Im Auge des Betrachters

Im Auge des Betrachters
Im Auge des Betrachters
Lisa Marie Janke: 'Ich finde an dem ganzen Starruhm schwierig, dass Schauspielerinnen selten in Ruhe älter werden dürfen.' Foto: Tim Dobrovolny

Schönheit ist fraglos weit mehr als reine Äußerlichkeit. Ein Gespräch mit der deutschen Schauspielerin Lisa Marie Janke über attraktive Kollegen mit Ecken und Kanten, getriggerte Fantasien der Regisseure und falsche Schönheitsideale unserer Gesellschaft.

Was bedeutet für Sie Schönheit?

Sie ist äußerst subjektiv. Ich mag erhabene Objekte der Kunst wie den David von Michelangelo oder da Vincis Dame mit dem Hermelin. Gleichzeitig liebe ich zu Hause Möbel aus den 60er-Jahren oder dänisches Design.
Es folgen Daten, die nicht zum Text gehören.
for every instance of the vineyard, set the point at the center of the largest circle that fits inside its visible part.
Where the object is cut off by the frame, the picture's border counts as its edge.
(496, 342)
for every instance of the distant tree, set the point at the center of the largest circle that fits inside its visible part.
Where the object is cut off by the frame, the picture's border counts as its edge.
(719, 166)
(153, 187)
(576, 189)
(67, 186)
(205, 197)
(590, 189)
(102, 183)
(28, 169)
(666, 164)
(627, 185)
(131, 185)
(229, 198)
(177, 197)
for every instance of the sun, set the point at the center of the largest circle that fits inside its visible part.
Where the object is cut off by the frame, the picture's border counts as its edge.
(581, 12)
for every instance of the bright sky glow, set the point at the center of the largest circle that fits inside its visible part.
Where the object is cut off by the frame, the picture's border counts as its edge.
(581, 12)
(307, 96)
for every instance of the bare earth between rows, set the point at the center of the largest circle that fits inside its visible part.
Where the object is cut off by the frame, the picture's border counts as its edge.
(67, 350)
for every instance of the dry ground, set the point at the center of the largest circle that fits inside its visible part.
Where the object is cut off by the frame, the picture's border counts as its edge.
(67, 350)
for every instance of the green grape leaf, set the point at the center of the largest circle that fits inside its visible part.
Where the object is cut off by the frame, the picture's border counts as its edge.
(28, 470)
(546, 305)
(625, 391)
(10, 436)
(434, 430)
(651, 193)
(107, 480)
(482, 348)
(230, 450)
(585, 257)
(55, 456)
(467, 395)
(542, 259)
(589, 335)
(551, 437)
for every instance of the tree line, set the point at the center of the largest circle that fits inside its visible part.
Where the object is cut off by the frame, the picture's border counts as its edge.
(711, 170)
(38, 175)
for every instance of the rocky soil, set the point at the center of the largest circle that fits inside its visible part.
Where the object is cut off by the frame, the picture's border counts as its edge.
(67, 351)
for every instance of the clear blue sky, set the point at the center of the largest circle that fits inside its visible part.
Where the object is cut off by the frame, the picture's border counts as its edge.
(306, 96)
Das sind Dinge – was macht einen Menschen aus Fleisch und Blut für Sie attraktiv?

Persönlich finde ich meinen Freund natürlich wahnsinnig schön, weil er ein extrem entspannter, aufmerksamer, empathischer Zeitgenosse ist. Für diese, seine innere Schönheit war ich aber auch nur in einer bestimmten Lebensphase, als ich ihn kennenlernte, empfänglich. Auch die Attraktivität des Partners ist in der Betrachtung also sehr subjektiv.

Welche Schauspielerkollegen finden Sie schön?

Bei den deutschen Schauspielern mag ich zum Beispiel Sandra Hüller, Wolfram Koch oder Bibiana Beglau. Mir gefällt generell keine oberflächliche, glatte Schönheit, sondern die mit Ecken und Kanten.

Körperliche Fitness ist für mein Wohlbefinden wichtig, was zum Sich-schön-Fühlen dazugehört.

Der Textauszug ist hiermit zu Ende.